Reviews list for Sleep Token - Take Me Back to Eden (2023)
I've seen this band Sleep Token getting mentioned a lot lately in different sites. With their new album being this month's Gateway feature release, I thought it would be the right time to find out what the hype is about. And let me tell you, this is one of the best albums to combine pop and metal in my life!
Having just come back from headlining a tour in Australia, Sleep Token started getting ready for an immense comeback that is Take Me Back to Eden! Pretty much half of their album was released as 6 singles one by one in the 5 months leading up to its release. Apparently, this album concludes a trilogy that began with their first two albums. Mixing heartful melodies and reflective lyrics with metal guitars, Take Me Back to Eden breaks the boundaries of heavy music and pays off with graceful strides.

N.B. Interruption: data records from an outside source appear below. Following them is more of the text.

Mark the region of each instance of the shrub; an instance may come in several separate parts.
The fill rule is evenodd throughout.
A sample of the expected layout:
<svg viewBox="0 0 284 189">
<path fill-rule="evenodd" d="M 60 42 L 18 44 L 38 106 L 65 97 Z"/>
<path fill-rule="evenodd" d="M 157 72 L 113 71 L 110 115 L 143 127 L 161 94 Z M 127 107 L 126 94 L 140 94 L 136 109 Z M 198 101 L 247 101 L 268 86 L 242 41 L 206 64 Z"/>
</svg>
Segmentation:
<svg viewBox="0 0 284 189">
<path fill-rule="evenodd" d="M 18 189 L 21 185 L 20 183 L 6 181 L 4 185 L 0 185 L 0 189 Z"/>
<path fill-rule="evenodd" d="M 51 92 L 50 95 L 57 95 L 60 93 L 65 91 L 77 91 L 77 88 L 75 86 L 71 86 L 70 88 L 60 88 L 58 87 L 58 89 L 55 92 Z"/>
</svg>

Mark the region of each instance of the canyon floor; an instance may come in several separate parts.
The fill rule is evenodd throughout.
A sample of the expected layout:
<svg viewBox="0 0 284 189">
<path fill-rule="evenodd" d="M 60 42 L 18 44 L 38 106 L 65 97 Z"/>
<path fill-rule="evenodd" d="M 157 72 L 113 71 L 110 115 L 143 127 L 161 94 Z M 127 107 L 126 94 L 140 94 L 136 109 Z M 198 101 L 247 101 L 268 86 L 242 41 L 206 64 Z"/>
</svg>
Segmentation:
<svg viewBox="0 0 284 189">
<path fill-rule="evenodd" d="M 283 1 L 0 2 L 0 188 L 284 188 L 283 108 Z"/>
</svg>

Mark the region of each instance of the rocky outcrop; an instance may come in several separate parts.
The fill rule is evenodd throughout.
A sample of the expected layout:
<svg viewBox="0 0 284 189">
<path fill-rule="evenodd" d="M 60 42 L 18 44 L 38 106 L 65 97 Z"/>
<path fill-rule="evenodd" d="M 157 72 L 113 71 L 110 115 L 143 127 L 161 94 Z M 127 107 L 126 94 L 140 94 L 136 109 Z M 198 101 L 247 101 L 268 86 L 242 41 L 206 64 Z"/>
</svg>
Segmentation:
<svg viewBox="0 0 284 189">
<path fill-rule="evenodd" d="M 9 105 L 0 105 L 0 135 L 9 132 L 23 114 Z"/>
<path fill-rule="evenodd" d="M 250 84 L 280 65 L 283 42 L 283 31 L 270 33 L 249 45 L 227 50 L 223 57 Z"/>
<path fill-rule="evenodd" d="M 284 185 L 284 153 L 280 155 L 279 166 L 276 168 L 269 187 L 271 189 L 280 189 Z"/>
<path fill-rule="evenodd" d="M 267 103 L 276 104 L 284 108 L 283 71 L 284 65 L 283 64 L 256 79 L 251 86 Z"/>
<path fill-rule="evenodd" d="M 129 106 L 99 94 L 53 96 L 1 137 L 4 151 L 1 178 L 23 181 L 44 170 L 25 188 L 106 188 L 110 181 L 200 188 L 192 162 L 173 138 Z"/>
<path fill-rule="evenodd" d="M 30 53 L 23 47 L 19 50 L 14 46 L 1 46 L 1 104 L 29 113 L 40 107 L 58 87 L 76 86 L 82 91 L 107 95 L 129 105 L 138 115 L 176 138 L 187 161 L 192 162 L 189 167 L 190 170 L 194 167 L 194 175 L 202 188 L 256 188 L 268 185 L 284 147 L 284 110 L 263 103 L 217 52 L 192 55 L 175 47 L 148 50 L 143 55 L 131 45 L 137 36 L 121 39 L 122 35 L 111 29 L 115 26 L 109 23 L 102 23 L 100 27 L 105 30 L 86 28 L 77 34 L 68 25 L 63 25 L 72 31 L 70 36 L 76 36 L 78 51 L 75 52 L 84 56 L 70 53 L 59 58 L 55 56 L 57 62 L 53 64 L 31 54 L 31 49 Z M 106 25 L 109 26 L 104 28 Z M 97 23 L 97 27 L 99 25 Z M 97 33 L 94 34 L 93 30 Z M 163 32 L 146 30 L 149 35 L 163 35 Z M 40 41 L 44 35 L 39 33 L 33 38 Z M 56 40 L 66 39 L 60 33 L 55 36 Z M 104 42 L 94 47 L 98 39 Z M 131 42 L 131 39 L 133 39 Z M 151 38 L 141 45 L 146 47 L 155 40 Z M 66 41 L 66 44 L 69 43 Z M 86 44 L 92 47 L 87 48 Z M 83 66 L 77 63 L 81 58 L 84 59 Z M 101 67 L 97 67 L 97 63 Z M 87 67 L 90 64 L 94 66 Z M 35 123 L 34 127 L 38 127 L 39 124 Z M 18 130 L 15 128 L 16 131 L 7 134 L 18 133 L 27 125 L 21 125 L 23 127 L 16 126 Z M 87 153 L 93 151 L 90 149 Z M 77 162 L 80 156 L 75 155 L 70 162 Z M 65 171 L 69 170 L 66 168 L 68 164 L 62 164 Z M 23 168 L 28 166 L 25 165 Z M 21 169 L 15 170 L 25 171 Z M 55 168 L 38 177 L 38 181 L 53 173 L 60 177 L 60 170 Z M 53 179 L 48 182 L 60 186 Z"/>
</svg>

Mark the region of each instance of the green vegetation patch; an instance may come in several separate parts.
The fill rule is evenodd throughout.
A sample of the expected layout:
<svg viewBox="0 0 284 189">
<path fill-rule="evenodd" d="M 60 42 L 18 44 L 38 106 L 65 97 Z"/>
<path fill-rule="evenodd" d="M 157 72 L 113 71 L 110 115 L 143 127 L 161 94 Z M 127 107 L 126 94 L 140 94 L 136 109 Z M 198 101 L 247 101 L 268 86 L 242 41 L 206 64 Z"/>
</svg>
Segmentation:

A true blessing was unleashed with first single "Chokehold", as the beautiful synths and vocals welcome you to Eden. What's incredible is the ethereal atmosphere that you just gotta hear! The next day, listeners get to hear "The Summoning", with heavier breakdowns leading up to a soulful bass/vocals ending. The song is highly popular on Spotify, and I can understand why. Next single "Granite" has some energy though in an R&B/trap direction. The lyrics have frontman Vessel standing up for himself, which fits well for the album's tone. "Aqua Regia" continues to descend from the dynamics with just a minimalistic instrument lineup of bass, drums, and piano, as Vessel continues rising with his vocals that are like Imagine Dragons but better.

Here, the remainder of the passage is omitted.